Bu çerçevede anlaşmaya katılan taraf uluslar, 2008 yılı baz alınarak 2030 yılına kadar deniz taşımacılığı kaynaklı salımlarının toplamını “en az %20 oranında azaltmayı ve %30’a ulaşmayı hedeflemeyi” taahhüt etti. Bunun yanı sıra 2040 yılına kadar salımların 2008 yılına nazaran “en az %70 oranında azaltılması ve %80’e ulaşılması” hususunda da mutabakata vardılar.

Bu strateji, 2008 yılı baz alınarak uluslararası deniz taşımacılığının karbon yoğunluğunu 2030 yılına kadar %40 oranında azaltma taahhüdünü de kapsayan başka hedefler de taşıyor. Bu, ilk baştaki IMO stratejisinden arta kalan bir taahhüt sayılabilir.

Pasifik adalarındaki ulusların yaptığı lobicilik faaliyetlerinin akabinde zirvenin son akşamına kadar süren müzakereler sonucunda daha iddialı “çaba sarf etmeye yönelik” hedefler belirlendi. Buna Çin ve Brezilya gibi gelişmekte olan büyük ekonomiler karşı çıkmıştı.

Ada devleti Vanuatu iklimden sorumlu bakan Ralph Regenvanu haftanın başında basın mensuplarına yaptığı açıklamada “Pasifik ada ulusları daima en yüksek düzeyde istekle gelip bu konuda ellerinden geleni sonuna kadar yapıyorlar” dedi.

Bu toplantının öncesinde, ulusların bu salım hedeflerinin ne kadar etkili olmasını arzu ettikleri konusunda çok farklı görüşlere sahip oldukları kısa sürede ortaya çıkmıştı. Bu doğrultuda tavsiye edilen yöntemlerin bazılarını aşağıdaki Ulaştırma ve Çevre STK grubunun hazırladığı grafikte görülebilir.

Uluslararası deniz taşımacılığı konusunda bazı üye devletlerce tavsiye edilen IMO karbondan arındırma yöntemleri. Kaynak: Transport and environment.

Bu kapsamda 2030 yılı itibariyle Fiji, Marshall Adaları, Solomon Adaları ve Vanuatu %37 oranında salım azaltılması ve 2040 yılı itibariyle de %96 oranında salım azaltılması hedeflerini teklif etti. En önde gelen gemi yapımcılarından biri olan Japonya ise 2040 yılına kadar yalnızca %50’lik bir kesinti teklif etmişti.

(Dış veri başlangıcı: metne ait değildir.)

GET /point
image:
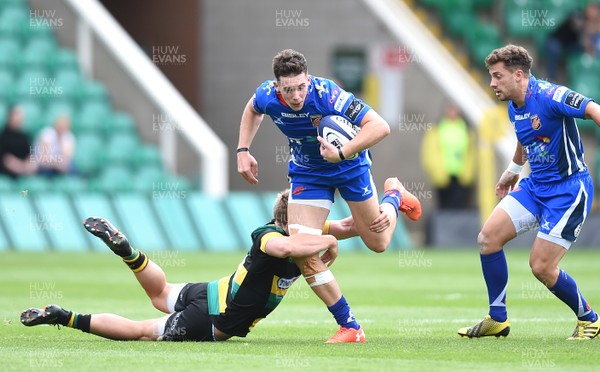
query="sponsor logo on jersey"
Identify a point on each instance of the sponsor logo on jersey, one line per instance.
(294, 115)
(341, 101)
(321, 88)
(298, 190)
(354, 108)
(574, 100)
(536, 123)
(284, 283)
(522, 117)
(559, 93)
(316, 119)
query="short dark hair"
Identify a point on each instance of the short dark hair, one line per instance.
(280, 208)
(289, 62)
(513, 56)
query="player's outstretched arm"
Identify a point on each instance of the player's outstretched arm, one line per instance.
(247, 165)
(373, 128)
(301, 245)
(592, 111)
(509, 178)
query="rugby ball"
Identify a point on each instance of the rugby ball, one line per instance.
(338, 131)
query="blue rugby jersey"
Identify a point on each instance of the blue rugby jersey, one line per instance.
(547, 129)
(324, 98)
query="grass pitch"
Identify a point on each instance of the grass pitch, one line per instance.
(410, 304)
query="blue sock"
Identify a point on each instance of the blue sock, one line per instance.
(394, 198)
(567, 291)
(343, 315)
(495, 273)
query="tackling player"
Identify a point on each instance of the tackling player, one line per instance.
(296, 102)
(556, 197)
(213, 311)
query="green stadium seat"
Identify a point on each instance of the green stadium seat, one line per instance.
(255, 214)
(146, 155)
(120, 122)
(213, 224)
(119, 149)
(7, 185)
(69, 81)
(24, 227)
(151, 179)
(92, 117)
(6, 82)
(88, 153)
(64, 59)
(64, 228)
(31, 185)
(177, 222)
(95, 205)
(37, 53)
(94, 91)
(113, 179)
(32, 118)
(69, 184)
(139, 222)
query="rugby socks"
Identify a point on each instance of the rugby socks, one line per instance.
(495, 273)
(78, 321)
(343, 315)
(137, 261)
(394, 198)
(567, 291)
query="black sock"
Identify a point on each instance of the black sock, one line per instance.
(137, 261)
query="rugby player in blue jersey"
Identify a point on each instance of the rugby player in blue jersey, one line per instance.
(209, 311)
(556, 197)
(296, 101)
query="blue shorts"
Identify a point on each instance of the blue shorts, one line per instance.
(318, 188)
(559, 209)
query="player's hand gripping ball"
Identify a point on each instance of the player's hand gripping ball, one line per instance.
(338, 131)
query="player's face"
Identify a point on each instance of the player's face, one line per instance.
(503, 81)
(293, 89)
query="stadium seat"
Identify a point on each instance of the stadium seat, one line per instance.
(91, 118)
(254, 215)
(30, 185)
(119, 149)
(10, 52)
(146, 155)
(32, 118)
(119, 122)
(6, 83)
(93, 91)
(69, 184)
(95, 205)
(88, 153)
(7, 184)
(113, 179)
(177, 223)
(24, 227)
(140, 222)
(213, 223)
(63, 59)
(60, 222)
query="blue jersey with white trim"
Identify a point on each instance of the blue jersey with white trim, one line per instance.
(324, 97)
(545, 125)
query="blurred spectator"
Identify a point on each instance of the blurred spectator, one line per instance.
(55, 148)
(448, 157)
(580, 32)
(15, 147)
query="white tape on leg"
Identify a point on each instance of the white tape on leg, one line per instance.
(301, 229)
(321, 278)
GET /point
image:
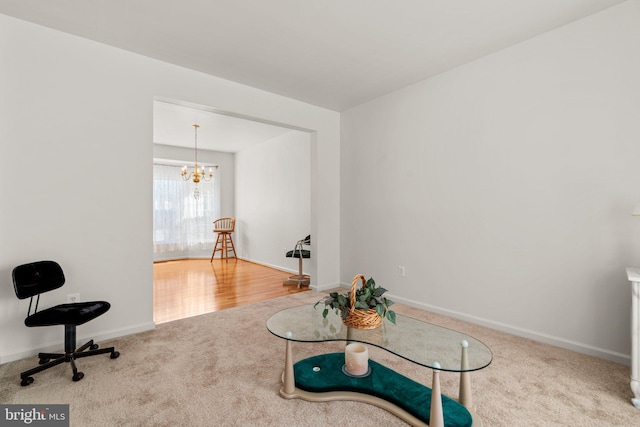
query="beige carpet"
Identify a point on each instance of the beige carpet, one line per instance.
(224, 368)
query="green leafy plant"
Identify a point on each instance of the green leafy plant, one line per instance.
(367, 297)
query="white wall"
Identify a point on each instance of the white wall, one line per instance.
(225, 171)
(273, 200)
(76, 129)
(505, 187)
(224, 184)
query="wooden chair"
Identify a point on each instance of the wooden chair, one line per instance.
(299, 252)
(224, 227)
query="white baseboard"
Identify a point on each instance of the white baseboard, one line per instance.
(601, 353)
(60, 345)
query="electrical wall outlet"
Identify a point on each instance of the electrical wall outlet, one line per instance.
(401, 270)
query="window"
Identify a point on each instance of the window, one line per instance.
(182, 224)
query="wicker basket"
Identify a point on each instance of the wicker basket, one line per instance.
(357, 317)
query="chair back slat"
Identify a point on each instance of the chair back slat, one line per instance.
(37, 277)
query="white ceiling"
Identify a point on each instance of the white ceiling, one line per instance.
(331, 53)
(173, 125)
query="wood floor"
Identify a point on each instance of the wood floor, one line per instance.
(191, 287)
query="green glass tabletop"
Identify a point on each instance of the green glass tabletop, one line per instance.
(420, 342)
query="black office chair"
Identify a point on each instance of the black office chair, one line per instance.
(35, 278)
(299, 252)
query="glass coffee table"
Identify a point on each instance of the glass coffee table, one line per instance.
(323, 378)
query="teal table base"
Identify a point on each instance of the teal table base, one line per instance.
(321, 378)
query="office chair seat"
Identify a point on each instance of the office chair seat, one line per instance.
(296, 253)
(31, 280)
(68, 314)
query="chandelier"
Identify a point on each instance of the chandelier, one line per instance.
(198, 173)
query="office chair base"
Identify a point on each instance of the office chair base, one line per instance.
(297, 280)
(49, 360)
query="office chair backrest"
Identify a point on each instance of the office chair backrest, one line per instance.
(36, 278)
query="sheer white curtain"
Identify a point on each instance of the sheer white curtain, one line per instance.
(182, 224)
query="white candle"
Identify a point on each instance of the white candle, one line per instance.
(356, 359)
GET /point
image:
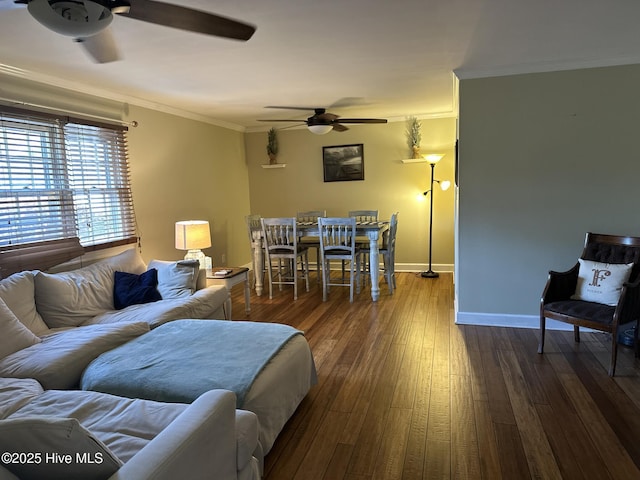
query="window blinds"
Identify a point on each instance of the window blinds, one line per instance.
(61, 178)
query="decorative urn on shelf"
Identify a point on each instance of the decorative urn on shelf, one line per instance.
(272, 146)
(413, 137)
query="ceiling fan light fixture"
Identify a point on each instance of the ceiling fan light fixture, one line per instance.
(73, 19)
(320, 129)
(120, 7)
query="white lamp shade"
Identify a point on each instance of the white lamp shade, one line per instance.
(192, 235)
(320, 129)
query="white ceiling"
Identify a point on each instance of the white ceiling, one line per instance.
(362, 58)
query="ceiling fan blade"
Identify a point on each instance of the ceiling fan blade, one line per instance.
(9, 5)
(188, 19)
(325, 117)
(293, 108)
(101, 46)
(363, 120)
(281, 120)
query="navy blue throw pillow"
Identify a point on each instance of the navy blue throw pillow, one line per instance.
(132, 289)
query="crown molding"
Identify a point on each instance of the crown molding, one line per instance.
(544, 67)
(110, 95)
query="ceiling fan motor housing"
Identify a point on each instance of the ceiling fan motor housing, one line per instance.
(81, 18)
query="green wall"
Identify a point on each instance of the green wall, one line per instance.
(543, 159)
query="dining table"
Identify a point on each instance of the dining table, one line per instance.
(373, 230)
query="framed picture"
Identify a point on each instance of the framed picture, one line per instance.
(343, 163)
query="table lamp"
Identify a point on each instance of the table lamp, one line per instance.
(193, 235)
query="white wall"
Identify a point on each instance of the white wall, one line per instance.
(543, 159)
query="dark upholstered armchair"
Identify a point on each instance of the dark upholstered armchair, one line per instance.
(557, 302)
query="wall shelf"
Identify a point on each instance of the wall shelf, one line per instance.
(273, 165)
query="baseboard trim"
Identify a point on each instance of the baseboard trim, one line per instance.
(508, 320)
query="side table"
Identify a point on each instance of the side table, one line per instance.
(234, 277)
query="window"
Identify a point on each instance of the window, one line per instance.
(63, 178)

Bu süreçte, aralarında Suudi Arabistan, Çin ve Birleşik Arap Emirlikleri (BAE) gibi önemli fosil yakıt üreticilerinin de bulunduğu, çoğunlukla büyük ve yükselmekte olan ekonomilerden oluşan bir grup, “tercihen bu yüzyılın ortalarında ve bitiminden önce” net sıfır salım hedefini kapsayan bir teklif sundu.

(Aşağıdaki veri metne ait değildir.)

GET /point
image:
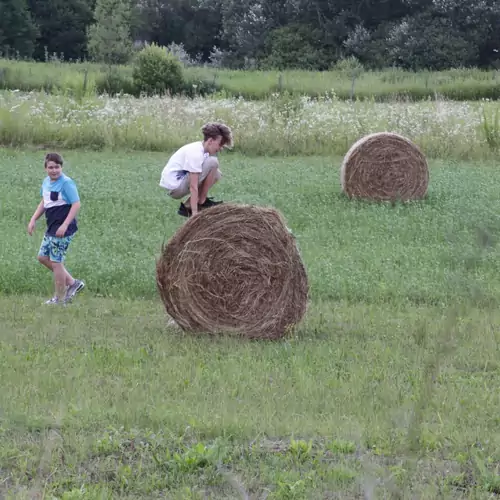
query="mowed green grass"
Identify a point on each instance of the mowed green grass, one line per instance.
(388, 389)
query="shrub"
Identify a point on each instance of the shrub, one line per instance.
(157, 71)
(113, 82)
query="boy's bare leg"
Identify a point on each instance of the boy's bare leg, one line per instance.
(207, 183)
(69, 280)
(60, 276)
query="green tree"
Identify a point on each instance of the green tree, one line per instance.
(18, 32)
(63, 27)
(109, 39)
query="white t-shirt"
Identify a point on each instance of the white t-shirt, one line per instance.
(187, 159)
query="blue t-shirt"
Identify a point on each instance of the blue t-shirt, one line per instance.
(58, 196)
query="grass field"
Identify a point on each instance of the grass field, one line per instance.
(86, 78)
(278, 126)
(388, 389)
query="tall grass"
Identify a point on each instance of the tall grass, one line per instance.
(281, 124)
(84, 78)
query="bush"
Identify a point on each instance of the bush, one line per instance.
(113, 82)
(157, 71)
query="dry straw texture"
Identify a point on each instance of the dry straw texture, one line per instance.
(234, 269)
(385, 166)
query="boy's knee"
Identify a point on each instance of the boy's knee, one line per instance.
(211, 162)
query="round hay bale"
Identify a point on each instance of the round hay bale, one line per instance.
(385, 166)
(233, 269)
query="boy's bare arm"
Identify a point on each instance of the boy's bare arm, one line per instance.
(38, 213)
(193, 187)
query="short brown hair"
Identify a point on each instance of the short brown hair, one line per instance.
(214, 129)
(55, 157)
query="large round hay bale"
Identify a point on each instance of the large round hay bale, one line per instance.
(385, 166)
(233, 269)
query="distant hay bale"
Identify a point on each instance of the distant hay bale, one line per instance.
(233, 269)
(385, 166)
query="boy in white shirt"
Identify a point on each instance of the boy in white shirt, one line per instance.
(194, 168)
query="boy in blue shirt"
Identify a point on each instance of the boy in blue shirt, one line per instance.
(61, 204)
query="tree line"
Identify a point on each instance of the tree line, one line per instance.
(263, 34)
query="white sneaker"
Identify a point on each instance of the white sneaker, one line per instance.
(53, 301)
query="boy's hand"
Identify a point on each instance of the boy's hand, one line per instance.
(61, 230)
(31, 227)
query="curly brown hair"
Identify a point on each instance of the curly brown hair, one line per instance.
(214, 129)
(55, 157)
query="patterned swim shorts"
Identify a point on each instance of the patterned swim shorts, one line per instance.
(55, 248)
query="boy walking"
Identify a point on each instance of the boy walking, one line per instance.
(194, 168)
(61, 204)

Böylece anlaşmanın nihai metnindeki bu yüzyılın ortalarında net-sıfır düzeyindeki hedefin nispeten muğlak bir ifadeyle yer alması da izah edilmiş oldu. Daha önceden de gerek Avrupa Birliği gerekse diğer taraflar “en geç 2050” hedefini belirlemişlerdi.

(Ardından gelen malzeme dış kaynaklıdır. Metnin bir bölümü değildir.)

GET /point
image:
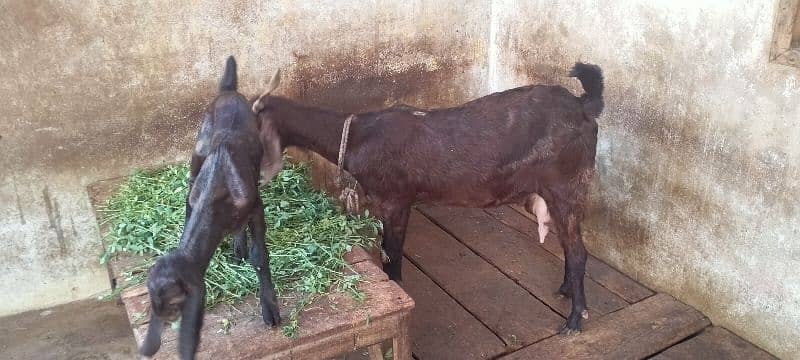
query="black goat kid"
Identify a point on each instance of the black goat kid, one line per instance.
(533, 145)
(223, 199)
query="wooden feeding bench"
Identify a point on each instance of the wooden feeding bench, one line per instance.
(332, 326)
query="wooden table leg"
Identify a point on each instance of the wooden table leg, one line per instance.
(375, 352)
(402, 342)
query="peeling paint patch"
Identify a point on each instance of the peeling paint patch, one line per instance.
(54, 215)
(19, 204)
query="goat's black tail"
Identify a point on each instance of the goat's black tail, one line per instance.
(229, 82)
(591, 78)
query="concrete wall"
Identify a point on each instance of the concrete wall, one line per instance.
(92, 90)
(698, 187)
(696, 191)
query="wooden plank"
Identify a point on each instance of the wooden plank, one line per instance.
(520, 258)
(333, 325)
(715, 343)
(635, 332)
(508, 309)
(440, 328)
(599, 271)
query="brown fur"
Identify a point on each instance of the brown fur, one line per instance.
(499, 149)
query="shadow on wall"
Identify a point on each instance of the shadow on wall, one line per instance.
(422, 73)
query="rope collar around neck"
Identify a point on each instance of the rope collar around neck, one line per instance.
(349, 195)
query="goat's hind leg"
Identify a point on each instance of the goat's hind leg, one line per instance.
(259, 257)
(568, 218)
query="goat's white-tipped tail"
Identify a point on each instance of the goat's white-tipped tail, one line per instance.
(258, 105)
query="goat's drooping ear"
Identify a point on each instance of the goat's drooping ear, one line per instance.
(152, 341)
(272, 152)
(258, 105)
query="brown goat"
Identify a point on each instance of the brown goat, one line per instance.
(223, 199)
(533, 145)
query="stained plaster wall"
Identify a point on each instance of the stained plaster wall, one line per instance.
(697, 186)
(92, 90)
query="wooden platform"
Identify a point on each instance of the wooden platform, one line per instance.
(485, 289)
(334, 325)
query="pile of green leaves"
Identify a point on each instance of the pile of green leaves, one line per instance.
(307, 236)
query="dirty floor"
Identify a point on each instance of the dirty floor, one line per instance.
(83, 330)
(484, 289)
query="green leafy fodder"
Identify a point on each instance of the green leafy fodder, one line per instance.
(307, 236)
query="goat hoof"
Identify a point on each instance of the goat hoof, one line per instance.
(270, 314)
(566, 330)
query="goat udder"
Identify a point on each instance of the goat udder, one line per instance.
(539, 208)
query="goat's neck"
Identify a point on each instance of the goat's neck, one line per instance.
(313, 129)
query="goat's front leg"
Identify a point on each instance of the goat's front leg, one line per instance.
(259, 257)
(240, 245)
(574, 270)
(194, 169)
(192, 321)
(395, 222)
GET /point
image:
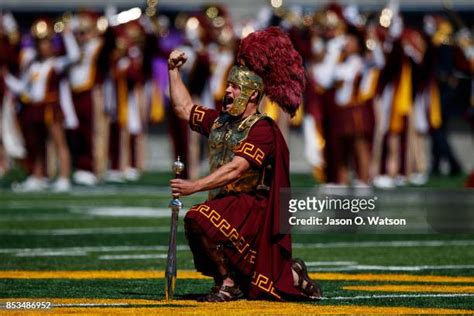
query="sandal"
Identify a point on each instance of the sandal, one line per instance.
(311, 289)
(223, 294)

Salım hedeflerinin Paris Anlaşması’nın hedeflediği 1,5 C derecelik değerle küresel ısınmayı sınırlandıracak şekilde bir yöntemle uyumlu hale getirilmesindeki nihai yetersizlik üzerine çok söz sarf edildi.

Bilim Tabanlı Hedefler Girişimi‘ne (SBTi) göre, yüksek düzeyde hırslı uluslarca teklif edilen hedeflerin, 1,5 C derece ile örtüştüğü söylenen sektöre dayalı karbon bütçeleriyle uyum içerisinde olduğu belirtiliyor.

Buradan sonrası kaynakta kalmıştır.